1. Your company will be in trouble when the LLM token pricing goes through the roof.
2. Your company will be in trouble when the LLM company changes the model and your prompts do not function correctly.
3. Your company will be in trouble when the LLM company goes down the toilet and the other LLM company gets an influx of traffic they can't handle with their hardware provision. This also incurs point 1 and 2 as a damage multiplier.
4. It's a tangible business risk building on technology which has absolutely no working revenue model. It may disappear tomorrow.
5. You do not have the cash, hardware or resources to train your own model and make a ROI on it and run it yourself even on a cloud platform.
6. You are likely to reach regulatory and legal problems when it comes to making employment decisions based on automation of this class (chain of proof).
7. Robots and manufacturing have near zero use for LLMs. There is some specific AI use cases in inspection. That is it. Having humanoid robots working in a factory setting is science fiction. Production is required to be 100% deterministic and LLMs are not.
8. You can't replace people with AI. But you can replace people with AI spending and watch your stock prices rise while burying the lay off.

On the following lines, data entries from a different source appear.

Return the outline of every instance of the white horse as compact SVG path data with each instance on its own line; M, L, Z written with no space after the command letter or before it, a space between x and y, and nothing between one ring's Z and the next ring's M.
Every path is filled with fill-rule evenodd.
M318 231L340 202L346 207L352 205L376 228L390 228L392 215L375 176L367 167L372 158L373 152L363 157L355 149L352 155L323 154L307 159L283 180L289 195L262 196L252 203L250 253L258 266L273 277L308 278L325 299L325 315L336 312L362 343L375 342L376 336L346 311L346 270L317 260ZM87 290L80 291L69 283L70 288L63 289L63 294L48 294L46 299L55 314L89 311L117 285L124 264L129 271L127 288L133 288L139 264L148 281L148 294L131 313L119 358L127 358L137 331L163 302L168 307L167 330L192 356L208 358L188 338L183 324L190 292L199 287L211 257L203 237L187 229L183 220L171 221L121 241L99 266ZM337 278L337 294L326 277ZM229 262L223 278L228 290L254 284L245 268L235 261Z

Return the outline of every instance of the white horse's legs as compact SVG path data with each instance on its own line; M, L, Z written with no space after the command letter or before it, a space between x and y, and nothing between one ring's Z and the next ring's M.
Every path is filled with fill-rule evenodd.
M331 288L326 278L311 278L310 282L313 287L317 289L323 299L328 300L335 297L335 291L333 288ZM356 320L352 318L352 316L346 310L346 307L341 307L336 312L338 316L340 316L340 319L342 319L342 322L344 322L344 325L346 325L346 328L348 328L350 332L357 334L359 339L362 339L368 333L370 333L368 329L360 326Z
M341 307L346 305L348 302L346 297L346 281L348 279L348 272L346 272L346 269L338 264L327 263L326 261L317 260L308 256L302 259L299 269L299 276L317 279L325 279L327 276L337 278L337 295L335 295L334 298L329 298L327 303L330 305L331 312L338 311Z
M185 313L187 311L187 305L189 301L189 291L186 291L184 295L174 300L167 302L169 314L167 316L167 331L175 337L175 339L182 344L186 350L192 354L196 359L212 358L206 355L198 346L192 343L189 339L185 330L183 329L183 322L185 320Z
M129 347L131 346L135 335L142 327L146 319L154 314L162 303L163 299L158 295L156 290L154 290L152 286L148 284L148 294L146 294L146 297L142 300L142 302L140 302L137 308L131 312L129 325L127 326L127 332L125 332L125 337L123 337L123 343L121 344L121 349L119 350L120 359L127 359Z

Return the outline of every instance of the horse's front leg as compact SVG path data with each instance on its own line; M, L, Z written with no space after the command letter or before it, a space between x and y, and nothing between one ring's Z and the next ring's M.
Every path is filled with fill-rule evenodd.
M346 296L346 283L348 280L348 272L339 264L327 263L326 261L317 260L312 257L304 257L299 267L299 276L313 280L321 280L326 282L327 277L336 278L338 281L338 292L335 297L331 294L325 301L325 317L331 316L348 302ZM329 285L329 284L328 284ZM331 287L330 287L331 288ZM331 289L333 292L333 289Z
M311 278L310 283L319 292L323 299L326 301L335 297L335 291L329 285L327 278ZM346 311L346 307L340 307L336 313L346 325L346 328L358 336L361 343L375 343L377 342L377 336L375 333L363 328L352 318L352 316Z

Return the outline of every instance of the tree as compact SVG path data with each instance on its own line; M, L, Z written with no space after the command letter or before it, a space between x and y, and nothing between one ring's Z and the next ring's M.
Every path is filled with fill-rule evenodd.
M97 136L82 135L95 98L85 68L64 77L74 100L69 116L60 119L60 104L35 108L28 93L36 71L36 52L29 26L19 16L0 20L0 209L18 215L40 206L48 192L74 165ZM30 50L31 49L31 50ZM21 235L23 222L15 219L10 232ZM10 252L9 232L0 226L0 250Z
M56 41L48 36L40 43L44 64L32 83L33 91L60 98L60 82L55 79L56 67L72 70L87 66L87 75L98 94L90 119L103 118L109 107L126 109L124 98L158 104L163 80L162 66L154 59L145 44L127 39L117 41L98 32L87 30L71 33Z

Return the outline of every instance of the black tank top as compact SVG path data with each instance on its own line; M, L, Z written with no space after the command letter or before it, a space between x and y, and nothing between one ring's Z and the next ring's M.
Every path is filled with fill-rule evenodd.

This whole thing is faith without empiricism.
LLMs are a tiny part of the potential for AI. In addtion to Small Lanuage Models and Private Small Language Models, many forms of AI being developed today are not langage models at all. If you don't believe me, ask your LLM.

LLM today feels like when the EU was consumed by the fear of Microsoft bundling Internet Explorer with Windows. They thought the browser leader would dominate the internet.

What they didn't see was the coming revolution. For example, bank payments processing (check and wire transfer) as well as policy sales and claims processing at insurance companies. It transformed our customer experience, greatly reduced costs while absolutely gutting hundreds of thousands back office of jobs in the US financial industry, plus at all companies that billed by mail and an estimated 300,000 at the USPS. Who won the browser war had no impact on that.
 
The conversational features need to be full duplex. It's annoying that the slightest background noise causes the response to pause.

If I’m in a noisy environment I will mute the microphone as soon as I’ve finished speaking so the background noise doesn’t cause chatGPT to stop and wait for more input.